For DL guardsman, it's all about the seeds
Things aren't so bad in Iraq for Guardsman Danny Blaha of Detroit Lakes.
He said the Iraqis are OK, especially the kids.
The work is rewarding: He likes keeping people safe and seeing them rebuild their lives.
And the food's pretty good -- except for one thing: It's impossible to get enough Giants sunflower seeds.
So when Giant Snacks of Wahpeton -- the maker of the Giants larger-then-average sunflower seeds -- received a call for help from Blaha in Iraq, the company responded immediately.
"We've gotten several requests (from Iraq)," said customer service representative Kris Gress. "We always try to send out what we can to support the troops."
After an email exchange with Blaha, the company shipped 41 cases of its new "salt and pepper" flavor seeds to his mother, Cindy Blaha's, house in Detroit Lakes. It also shipped four cases of regular flavored seeds. Each box has 50 sample size bags of seeds about the size of a candy bar.
The company actually offered to ship nearly 200 boxes of seeds, but Blaha wasn't sure how big each box would be and thought it might be a bit much.
The over-sized sunflower seeds aren't just flavorful; some soldiers use them to stay awake during long shifts, and others use them to help quit smoking, Gress said.
"A lot of guys in-country, you ask them what they want in their packages -- Giant dried sunflower seeds," Blaha said. "You can get smaller (brands of sunflower seeds in Iraq) but not the Giants," he added.
The company wasn't sure how to ship the seeds to Iraq, so it ended up shipping them to Cindy Blaha's home in Detroit Lakes instead. Never mind that she was in the middle of trying to sell the house.
"After this happened I called my mom to tell her, 'by the way, you're getting a present next week,'" Blaha said.
The UPS man who delivered the boxes thought maybe Cindy Blaha was going into business.
But Cindy, a member of the Family Readiness Group that supports National Guard troops overseas, took it all in stride.
The sunflower seeds will be sent off to Guardsmen in care packages over the next several months.
Blaha, 21, grew up in Detroit Lakes and graduated with the class of 2003. He was active in theater, cross-country skiing and golf and joined the National Guard in 2002. He is due to leave Iraq in March and will have fulfilled his military obligations 18 months after that.
Blaha said the training In Mississippi prior to leaving for Iraq was helpful, mostly to help get Guardsmen into "the right mindset" needed for going to war.
The training also helped meld the local Guard unit into a more cohesive force. Prior to the Mississippi training, there tended to be two camps -- those who had served as peacekeepers in Bosnia-Herzegovina a few years ago and those who joined the unit later.
"It was definitely something we needed to go through, and needed to build a comradery," he said. "One group had been to Bosnia and knew what that was like, and the rest of us just had basic training."
That overseas experience in Bosnia proved very helpful for the whole unit, since the veterans of that mission were able to explain to the younger men how to do a long-distance fix on problems back home, Blaha said.
Blaha said he feels good about his unit's mission in Iraq.
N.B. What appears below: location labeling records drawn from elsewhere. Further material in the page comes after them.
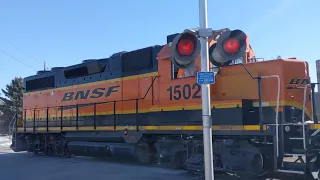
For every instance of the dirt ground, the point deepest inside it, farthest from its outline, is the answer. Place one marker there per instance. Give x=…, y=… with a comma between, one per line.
x=16, y=166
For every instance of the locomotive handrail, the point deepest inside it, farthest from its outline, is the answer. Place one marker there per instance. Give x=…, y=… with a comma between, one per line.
x=88, y=104
x=260, y=103
x=277, y=110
"We're providing these people a safe place to live," he said. "One of the common questions I hear (while home on leave for several weeks) is 'should we be there?' For myself, I definitely have a justification I understand. It's definitely good for the people and it's something that needs to be done."
Village kids are now able to play in the streets in Blaha's area of Iraq, something that was too dangerous a year or two ago, he said.
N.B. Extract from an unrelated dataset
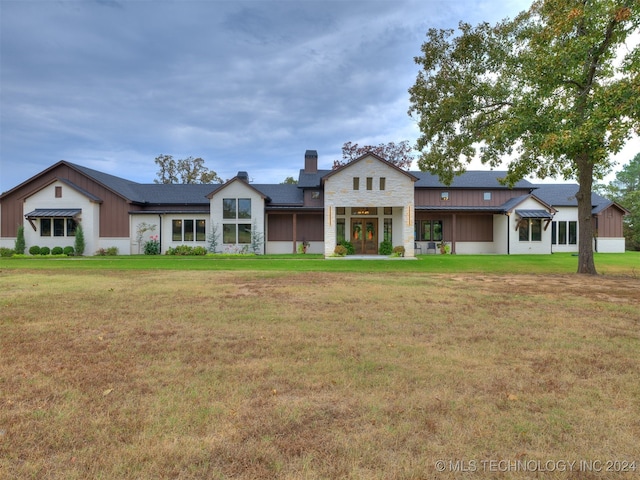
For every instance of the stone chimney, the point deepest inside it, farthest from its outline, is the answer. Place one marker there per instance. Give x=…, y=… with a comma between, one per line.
x=311, y=161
U.S. troops have helped provide medical services and establish schools for village children, he said.
"It opens your eyes," he said, "and you know why you're there."
In the early morning hours, before the noise of the base's helicopters and trucks begins, Blaha said he can sometimes hear the haunting sound of the Muslim call to prayer far in the distance.
Asked about the smells of Iraq, he shook his head and smiled.
"When you get off the plane there, you definitely should bring an extra nose, because yours will get burned out," he joked.
Living quarters are 7-foot by 15-foot metal huts. "We call them 'tin cans,' they look like those shipping containers you see on trains," he said. Each houses two soldiers, and they are comfortable as long as the air conditioning is working.
"If a generator goes out, you go outside, 'cause it percolates pretty quick in there," he said with a laugh.
These days, troops have all the body armor they need -- and then some, Blaha said. With protection for arms, chest, midsection and elsewhere, the armor weighs a good 55 pounds and can be a bit like wearing a suit of armor into battle on a 100 degree day. But it is not optional, so soldiers wear it, he said.
The food on base is good, and is available four times a day, he said. The base PX also sells snacks.
"Some of the bigger bases, like in Kuwait, have McDonald's and Burger King in them," he said. "I haven't seen a McDonald's in months. Our (base) is smaller and doesn't have all the bells and whistles, but it has everything you need -- everything but Giant sunflower seeds."